Newsweek's Jonathan Alter wrote discussing the recent LA Times piece on "propaganda" and the US military placing stories in Iraqi media. I think this article is worth a discussion for several reasons, not the least of which is the hyperventilating that Alter does in demonizing the straw man he sets up. You see, Alter's article attacks a "bunch of budding Jayson Blairs," yet presents no instances of false information printed in the stories.
He begins by acknowledging that this kind of thing went on in the past, that the CIA
"planted pro-American stories in the foreign press, often with the intention of making sure that elections in places like Greece and Turkey and Indonesia didn't end up with a victory for the communists. Until the mid-1970s, when all of this was exposed, these covert press operations were viewed within the government as a modest plus in the battle for the hearts and minds of the rest of the world."
I suspect they're still viewed within the government as "a modest plus in the battle for the hearts and minds of the rest of the world." We'll see later that Alter actually agrees. He questions the use of this technique in Iraq.
Last week, the Los Angeles Times reported that the Pentagon was using U.S. troops to write positive articles about Iraq (for instance, heralding the opening of a school), hiring Washington-based contractors to translate the articles into Arabic, then secretly planting them in the Iraqi press with bribes.
Is it a terrible thing, really, to let Iraqis know a new school is open? Mr. Alter thinks so. The latter point, about the "bribes" (neutral phrasing would be "payments"), the military denies.
To this point Alter is simply against the practice. That's fine, it's his right to dissent. But then he jumps the shark, referencing a Rolling Stone story by James Bamford as evidence of the "venality of the Republican Washington." I read the article. Aside from the fact that Bamford takes every opportunity to present John Rendon of The Rendon Group as a haughty elitist, and aside from the fact that most of the associations he tries to establish are established primarily with innuendo, it's not at all clear that most of the activities he attributes to TRG are all that undesireable. For instance, Bamford writes:
His firm, the Rendon Group, has made millions off government contracts since 1991, when it was hired by the CIA to help "create the conditions for the removal of Hussein from power." Working under this extraordinary transfer of secret authority, Rendon assembled a group of anti-Saddam militants, personally gave them their name -- the Iraqi National Congress -- and served as their media guru and "senior adviser" as they set out to engineer an uprising against Saddam.
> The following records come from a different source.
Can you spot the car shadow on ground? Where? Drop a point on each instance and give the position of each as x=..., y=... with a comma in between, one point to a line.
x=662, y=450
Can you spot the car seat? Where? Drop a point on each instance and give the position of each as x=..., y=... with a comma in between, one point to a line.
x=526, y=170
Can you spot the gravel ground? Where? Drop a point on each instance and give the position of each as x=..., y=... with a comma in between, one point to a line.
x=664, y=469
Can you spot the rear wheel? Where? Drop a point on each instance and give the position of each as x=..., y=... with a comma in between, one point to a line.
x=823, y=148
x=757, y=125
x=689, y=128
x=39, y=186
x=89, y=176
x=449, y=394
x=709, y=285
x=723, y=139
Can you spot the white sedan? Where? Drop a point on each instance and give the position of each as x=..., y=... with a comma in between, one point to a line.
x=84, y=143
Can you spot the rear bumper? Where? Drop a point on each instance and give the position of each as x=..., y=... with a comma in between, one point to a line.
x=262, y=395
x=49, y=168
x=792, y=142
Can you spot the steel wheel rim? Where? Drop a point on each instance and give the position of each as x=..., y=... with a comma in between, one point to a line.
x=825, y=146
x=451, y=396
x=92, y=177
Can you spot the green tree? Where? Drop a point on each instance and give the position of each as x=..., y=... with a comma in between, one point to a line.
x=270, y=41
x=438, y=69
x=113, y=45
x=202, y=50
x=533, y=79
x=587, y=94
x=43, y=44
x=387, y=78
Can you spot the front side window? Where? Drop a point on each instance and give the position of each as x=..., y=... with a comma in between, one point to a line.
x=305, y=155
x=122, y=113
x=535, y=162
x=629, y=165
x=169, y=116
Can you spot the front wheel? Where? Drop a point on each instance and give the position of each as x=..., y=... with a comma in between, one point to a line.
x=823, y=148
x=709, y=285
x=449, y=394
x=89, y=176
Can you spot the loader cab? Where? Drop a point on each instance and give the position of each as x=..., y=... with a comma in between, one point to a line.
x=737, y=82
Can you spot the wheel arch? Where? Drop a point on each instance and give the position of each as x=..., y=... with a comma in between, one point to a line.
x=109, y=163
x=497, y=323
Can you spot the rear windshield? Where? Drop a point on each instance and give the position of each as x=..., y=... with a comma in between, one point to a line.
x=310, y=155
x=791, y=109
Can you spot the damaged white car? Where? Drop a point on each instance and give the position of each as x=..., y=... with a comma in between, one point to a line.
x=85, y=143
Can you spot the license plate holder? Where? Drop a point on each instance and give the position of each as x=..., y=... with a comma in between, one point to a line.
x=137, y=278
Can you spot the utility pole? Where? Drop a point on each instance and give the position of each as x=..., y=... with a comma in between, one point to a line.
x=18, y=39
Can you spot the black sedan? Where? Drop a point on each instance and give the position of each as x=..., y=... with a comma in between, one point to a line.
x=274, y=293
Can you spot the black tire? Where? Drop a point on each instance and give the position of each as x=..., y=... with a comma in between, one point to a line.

Here he conveniently neglects the fact that most of this activity occurred during the Clinton administration, and certainly wasn't halted by Clinton. He presents no factual basis for the assertion that Rendon set up the INC - we'll just take his word for it. And Bamford assigns a "transfer of secret authority" but gives no evidence that authority has been ceded in any of these activities. But how is setting up a PR situation that might assist in removing from power the man whom had recently been driven out of Kuwait undesireable?
But back to Mr. Alter's piece. He goes snarky on The Lincoln Group, a PR firm, and it's leader, Christian Bailey, referring to the latter as a fop ("a man who is much concerned with his dress and appearance") and questioning his British accent despite acknowledging that he was educated at Oxford. Alter's low road includes this sentence:
Bailey has put a bunch of Bush campaign hacks on the gravy train, finagled security clearances, then assigned them to corrupt the Iraqi media. Democracy in action!
"Campaign hacks?" "Finagled?" "Corrupt?" That's a lot of snarky innuendo for one sentence.
But the crowning moment for Alter is soon to arrive. He writes:
My problem with all of this is less ethical than practical. If it helped build Iraqi democracy or blunted anti-American propaganda, it might even be worth it (though certainly not at those prices). But exporting a bunch of budding Jayson Blairs simply feeds the perception of Americans as inept and hypocritical puppetmasters. If we won't withdraw our troops, can't we at least withdraw our ham-handed propaganda efforts? Can't we stop discrediting the truly independent Iraqi reporters and editors that American journalists are helping to train? Can't we grasp the elemental point that an entirely pro-American Arab media is, on its face, not credible in the region and therefore not helpful to the cause of Iraqi independence?
So he agrees that it is desireable if it helps build Iraqi democracy and blunts anti-American propaganda (you know, the stuff the other side is writing). However, these efforts are then immediately denigrated as faked ("Jayson Blairs") and ham-handed propaganda. Evidence? Mr. Alter produces not a single citation in support of this characterization. He does not reference a single article placed by the US in Iraqi media that contains falsehoods. Check that. He doesn't cite an article at all.
You might think such venom for a program that might "[help] build Iraqi democracy or [blunt] anti-American propaganda" would be due to finding repeated evidence of falsehoods and lies in the stories. You might think that to make such a case Mr. Alter would quote some of the atrocious misrepresentations from those stories.
You would be wrong. Instead we get acknowledgement that the program would be fine if it furthers our ends of Iraqi democracy and better will for America. And we get snark for "venal" Republican Washington.